Die Auseinandersetzungen laufen hierzulande permanent nach dem gleichen Muster ab, sodass sie kaum noch interessieren geschweige denn aktivieren. Die Strategien scheinen verbraucht und so verwundert es inzwischen wenig, dass nach den Christlichsozialen nun auch die Sozialdemokraten in Gemeinden und Ländern Bündnisse mit den Freiheitlichen eingegangen sind. Vereinzelt auch die Grünen. Dieser Trend wird sich noch verstärken. Die mediale Aufregung ist diesbezüglich stets größer als die reale. In Österreich etwa regieren die Freiheitlichen in den meisten Bundesländern mit, Kärnten haben Haider und seine Nachfolger dabei fast in den Bankrott geführt. Aber das alles tut dem Aufstieg keinen Abbruch. Ein Typ mag verunglücken, aber der Typus gedeiht weiter.

"Wir müssen unser Heimatrecht verteidigen und schützen", sagt Strache. Was das heißt, liegt auf der Hand: Grenzen zu und vor allem eine noch restriktivere Auswahl der Eingelassenen. Es ist nicht ausgeschlossen, dass es gerade dadurch zur Eskalation an den Grenzen oder in den Flüchtlingsquartieren kommt, vor allem, wenn Österreich oder gar Deutschland den Orbán machen. Aber selbst diese Differenz ist eine graduelle, hört man relevanten Politikern in ÖVP oder auch SPÖ genauer zu.

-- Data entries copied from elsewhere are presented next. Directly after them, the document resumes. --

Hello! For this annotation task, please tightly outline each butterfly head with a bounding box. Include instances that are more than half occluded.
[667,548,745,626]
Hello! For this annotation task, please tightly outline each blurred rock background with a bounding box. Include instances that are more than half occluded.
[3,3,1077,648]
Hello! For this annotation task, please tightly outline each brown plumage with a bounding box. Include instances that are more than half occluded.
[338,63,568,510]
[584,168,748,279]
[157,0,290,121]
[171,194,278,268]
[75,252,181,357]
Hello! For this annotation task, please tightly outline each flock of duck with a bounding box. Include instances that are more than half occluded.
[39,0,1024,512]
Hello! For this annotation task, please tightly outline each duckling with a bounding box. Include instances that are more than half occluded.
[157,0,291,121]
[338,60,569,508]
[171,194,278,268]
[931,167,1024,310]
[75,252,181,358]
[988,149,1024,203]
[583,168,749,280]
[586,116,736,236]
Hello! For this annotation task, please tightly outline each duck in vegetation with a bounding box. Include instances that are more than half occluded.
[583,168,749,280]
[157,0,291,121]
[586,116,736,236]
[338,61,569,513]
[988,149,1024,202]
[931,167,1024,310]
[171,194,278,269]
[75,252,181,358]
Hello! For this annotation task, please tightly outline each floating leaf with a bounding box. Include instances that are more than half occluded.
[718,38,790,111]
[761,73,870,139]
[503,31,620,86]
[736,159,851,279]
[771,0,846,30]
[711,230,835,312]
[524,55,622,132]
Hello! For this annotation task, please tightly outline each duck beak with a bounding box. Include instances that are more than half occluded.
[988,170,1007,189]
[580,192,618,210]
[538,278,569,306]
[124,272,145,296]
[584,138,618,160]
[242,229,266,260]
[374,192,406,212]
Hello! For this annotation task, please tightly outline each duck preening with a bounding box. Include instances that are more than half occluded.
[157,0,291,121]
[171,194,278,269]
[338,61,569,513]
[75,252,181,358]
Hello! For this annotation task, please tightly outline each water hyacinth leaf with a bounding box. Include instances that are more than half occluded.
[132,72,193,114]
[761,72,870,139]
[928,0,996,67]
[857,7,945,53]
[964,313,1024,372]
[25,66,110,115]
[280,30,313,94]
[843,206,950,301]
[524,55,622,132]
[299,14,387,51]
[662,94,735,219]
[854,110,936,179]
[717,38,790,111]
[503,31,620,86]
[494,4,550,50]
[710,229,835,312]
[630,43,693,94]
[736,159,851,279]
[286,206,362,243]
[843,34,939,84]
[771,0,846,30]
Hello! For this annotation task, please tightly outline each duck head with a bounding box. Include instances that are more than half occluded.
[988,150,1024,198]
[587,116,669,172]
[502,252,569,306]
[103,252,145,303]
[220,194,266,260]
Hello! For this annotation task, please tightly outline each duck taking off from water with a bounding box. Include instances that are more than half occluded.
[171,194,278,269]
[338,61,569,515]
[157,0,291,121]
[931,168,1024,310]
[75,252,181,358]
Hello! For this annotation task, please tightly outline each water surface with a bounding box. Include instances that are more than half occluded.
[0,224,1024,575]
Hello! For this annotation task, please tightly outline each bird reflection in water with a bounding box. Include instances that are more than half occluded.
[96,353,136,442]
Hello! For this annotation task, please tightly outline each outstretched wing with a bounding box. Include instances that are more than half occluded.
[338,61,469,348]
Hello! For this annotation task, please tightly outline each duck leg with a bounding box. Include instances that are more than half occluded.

Eine Periode österreichischer Nachkriegspolitik geht zu Ende. Was kommt, weiß niemand, auch die Akteure nicht. In der heimischen Bürokratie ist man bereits emsig am Werk betreffend die Umstellung auf ein Regierungsszenario jenseits der alten SPÖ-ÖVP-Seilschaften. Einerseits ist Überwintern angesagt, man versucht sich einzubunkern und die eigenen Pfründe und Privilegien irgendwie abzusichern, andererseits wird man sich wundern, wer da nicht aller gegebenenfalls Farbe und Richtung wechseln wird, sollten die Freiheitlichen wieder einmal über die Zuteilung der Futtertröge entscheiden. Denn auch hier erwiesen sie sich in der Koalition mit Wolfgang Schüssel (ÖVP) um einiges exzessiver als die von ihnen oft zurecht Kritisierten.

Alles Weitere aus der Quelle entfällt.